Są też inne wierzenia na temat kim byli tatowie tych dzieci.
Według wierzeń chrześcijańskiego Kościoła Kainitów, pierwsze dziecko na prawie pierwszej nocy spłodził najszanowniejszy Bóg Stwórca – znany pod imionami Allach, Elochim, Kanna, Jehowa Ojciec.
Dzieckiem tym był Kain. Bóg stwórca po tym akcie przestał się na dłuższy czas ziemią interesować i pieczę nad Ziemią powierzył najszanowniejszemu aniołowi Jehowie Synowi, który z czasem zaczął się przedstawiać jako Bóg. Według wierzeń wielu kościołów chrześcijańskich anioł ten to przedludzkie wcielenie najszanowniejszego władcy Jehoszua Masziach (Jezusa Chrystusa). W dokumencie Synodu Kościoła Katolickiego tak ujęto to wierzenie:
Sirmium Pierwsze wyznanie wiary
14. Jeśli ktoś mówi, że słowa: „Uczyńmy człowieka" powiedział nie Ojciec do Syna, ale Bóg sam do siebie, niech będzie wyklęty.
15. Jeśli ktoś mówi, że Abraham widział nie Syna, ale niezrodzonego Boga albo Jego część, niech będzie wyklęty.
16. Jeśli ktoś mówi, że to nie Syn jako człowiek mocował się z Jakubem, ale niezrodzony Bóg albo Jego część, niech będzie wyklęty.
17. Jeśli ktoś słowa: „Pan spuścił deszcz ognia od Pana'" nie łączy ich z Ojcem i Synem, ale mówi, że [Bóg Ojciec] spuścił go sam od siebie, niech będzie wyklęty. Albowiem ogień spuścił Syn-Pan od Ojca-Pana.

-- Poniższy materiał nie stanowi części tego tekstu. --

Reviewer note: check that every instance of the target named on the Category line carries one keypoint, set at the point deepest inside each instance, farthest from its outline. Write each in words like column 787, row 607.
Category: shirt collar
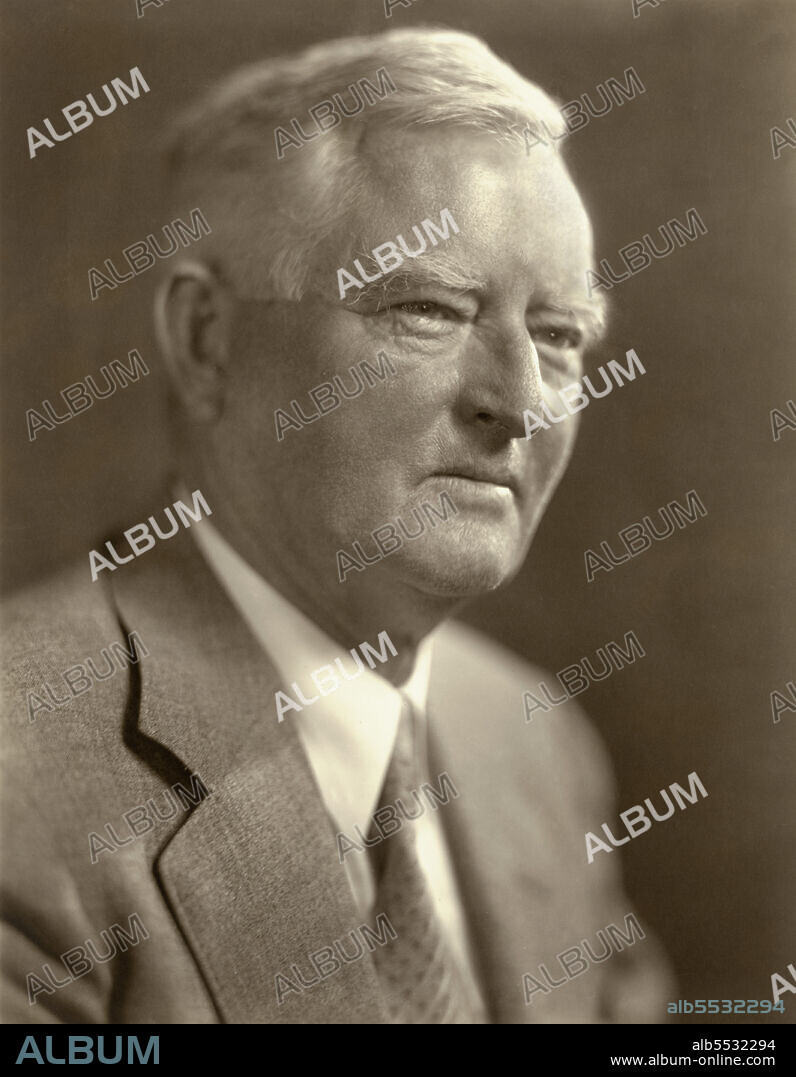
column 348, row 736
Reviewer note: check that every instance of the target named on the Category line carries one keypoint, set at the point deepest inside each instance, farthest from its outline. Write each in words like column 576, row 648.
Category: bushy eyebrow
column 440, row 270
column 444, row 273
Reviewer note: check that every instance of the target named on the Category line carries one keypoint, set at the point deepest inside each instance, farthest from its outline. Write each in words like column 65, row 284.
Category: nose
column 499, row 378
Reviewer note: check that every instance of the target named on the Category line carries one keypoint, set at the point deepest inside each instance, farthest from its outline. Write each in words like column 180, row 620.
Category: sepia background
column 713, row 324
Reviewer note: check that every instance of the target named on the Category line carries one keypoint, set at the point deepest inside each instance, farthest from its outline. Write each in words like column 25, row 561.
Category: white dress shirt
column 347, row 736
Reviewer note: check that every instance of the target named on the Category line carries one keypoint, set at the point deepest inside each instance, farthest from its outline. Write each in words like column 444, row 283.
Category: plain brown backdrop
column 713, row 324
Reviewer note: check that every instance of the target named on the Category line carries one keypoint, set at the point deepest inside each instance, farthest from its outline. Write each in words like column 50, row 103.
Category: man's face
column 469, row 363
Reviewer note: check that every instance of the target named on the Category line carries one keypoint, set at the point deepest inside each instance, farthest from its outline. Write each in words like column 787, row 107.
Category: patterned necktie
column 420, row 980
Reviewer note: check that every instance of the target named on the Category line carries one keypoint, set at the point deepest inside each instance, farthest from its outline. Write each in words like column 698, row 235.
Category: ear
column 193, row 322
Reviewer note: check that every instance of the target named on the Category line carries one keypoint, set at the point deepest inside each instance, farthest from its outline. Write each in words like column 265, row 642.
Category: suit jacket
column 248, row 882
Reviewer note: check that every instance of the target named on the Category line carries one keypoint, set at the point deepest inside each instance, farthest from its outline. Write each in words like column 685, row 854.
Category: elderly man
column 389, row 281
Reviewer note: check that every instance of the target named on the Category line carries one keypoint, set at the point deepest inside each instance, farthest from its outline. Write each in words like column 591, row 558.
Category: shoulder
column 52, row 629
column 483, row 684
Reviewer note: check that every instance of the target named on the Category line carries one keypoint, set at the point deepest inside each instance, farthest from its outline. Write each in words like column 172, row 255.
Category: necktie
column 420, row 980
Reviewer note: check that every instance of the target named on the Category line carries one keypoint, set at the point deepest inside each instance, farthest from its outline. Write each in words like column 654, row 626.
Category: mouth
column 485, row 476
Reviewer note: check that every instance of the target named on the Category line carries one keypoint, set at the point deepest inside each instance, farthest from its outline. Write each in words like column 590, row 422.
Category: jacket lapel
column 510, row 850
column 252, row 876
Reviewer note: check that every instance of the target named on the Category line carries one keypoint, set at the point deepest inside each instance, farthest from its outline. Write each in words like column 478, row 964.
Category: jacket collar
column 252, row 876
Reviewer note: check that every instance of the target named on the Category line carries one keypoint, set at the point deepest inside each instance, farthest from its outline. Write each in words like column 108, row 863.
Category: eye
column 561, row 338
column 422, row 308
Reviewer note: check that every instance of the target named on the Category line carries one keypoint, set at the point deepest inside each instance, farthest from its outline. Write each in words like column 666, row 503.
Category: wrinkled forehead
column 519, row 219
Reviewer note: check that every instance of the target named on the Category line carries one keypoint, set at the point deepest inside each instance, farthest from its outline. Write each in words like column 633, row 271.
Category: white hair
column 271, row 227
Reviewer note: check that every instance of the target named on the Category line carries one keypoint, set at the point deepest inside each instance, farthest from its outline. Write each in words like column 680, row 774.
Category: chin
column 460, row 573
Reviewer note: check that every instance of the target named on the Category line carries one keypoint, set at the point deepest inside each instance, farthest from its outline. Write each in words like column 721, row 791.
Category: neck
column 350, row 613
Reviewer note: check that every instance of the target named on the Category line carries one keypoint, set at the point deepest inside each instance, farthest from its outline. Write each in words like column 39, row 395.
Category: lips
column 492, row 475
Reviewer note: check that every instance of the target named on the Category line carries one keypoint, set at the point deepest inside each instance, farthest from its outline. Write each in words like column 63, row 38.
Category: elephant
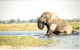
column 54, row 24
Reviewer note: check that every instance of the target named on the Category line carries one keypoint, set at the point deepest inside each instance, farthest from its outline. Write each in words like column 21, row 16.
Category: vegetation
column 75, row 25
column 25, row 41
column 28, row 27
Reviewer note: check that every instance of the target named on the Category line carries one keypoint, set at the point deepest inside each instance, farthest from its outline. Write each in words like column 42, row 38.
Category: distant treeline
column 29, row 21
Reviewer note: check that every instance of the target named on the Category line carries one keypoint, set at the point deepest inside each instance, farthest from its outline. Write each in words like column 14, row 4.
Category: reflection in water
column 59, row 41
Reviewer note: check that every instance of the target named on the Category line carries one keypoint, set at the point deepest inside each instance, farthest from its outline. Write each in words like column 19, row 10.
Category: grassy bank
column 29, row 27
column 75, row 25
column 25, row 41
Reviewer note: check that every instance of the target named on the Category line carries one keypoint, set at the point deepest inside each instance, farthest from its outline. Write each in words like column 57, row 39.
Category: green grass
column 75, row 25
column 25, row 41
column 29, row 27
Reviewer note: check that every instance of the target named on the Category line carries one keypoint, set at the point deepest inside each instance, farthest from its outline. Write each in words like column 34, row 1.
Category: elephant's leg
column 51, row 29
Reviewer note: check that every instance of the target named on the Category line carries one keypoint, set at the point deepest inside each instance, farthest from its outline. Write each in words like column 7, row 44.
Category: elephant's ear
column 52, row 18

Według wierzeń chrześcijańskiego kościoła Kainitów najszanowniejszy anioł Jehowa Syn to Demon – zła istota duchowa. Spłodzony przez niego syn Abel był do cna zepsutym człowiekiem. Bardzo proszę co najszanowniejszy Bóg - Stwórca między innymi ludzi, zwierząt i roślin dał ludziom i zwierzętom za pokarm:
„I przemówił Bóg: „Oto dałem wam wszelką roślinność wydającą nasienie, która jest na powierzchni całej ziemi, i wszelkie drzewo, na którym jest owoc drzewa wydający nasienie. Niech wam to służy za pokarm. I wszelkiemu dzikiemu zwierzęciu ziemi, i wszelkiemu latającemu stworzeniu niebios oraz wszystkiemu, co się porusza po ziemi, w czym jest życie jako dusza, [dałem] na pokarm wszelką zieloną roślinność”. I tak się stało. Potem Bóg widział wszystko, co uczynił, i oto było to bardzo dobre. I nastał wieczór, i nastał ranek — dzień szósty.”
Według tego biblijnego podania, zarówno ludzie jak i zwierzęta mieli jeść roślinność. W tym czasie nie powinno być na ziemi żadnych zwierząt mięsożernych i człowiek nie miał żadnych naturalnych wrogów. Skąd się wzięły zwierzęta mięsożerne w Biblii nie znalazłem wyjaśnienia.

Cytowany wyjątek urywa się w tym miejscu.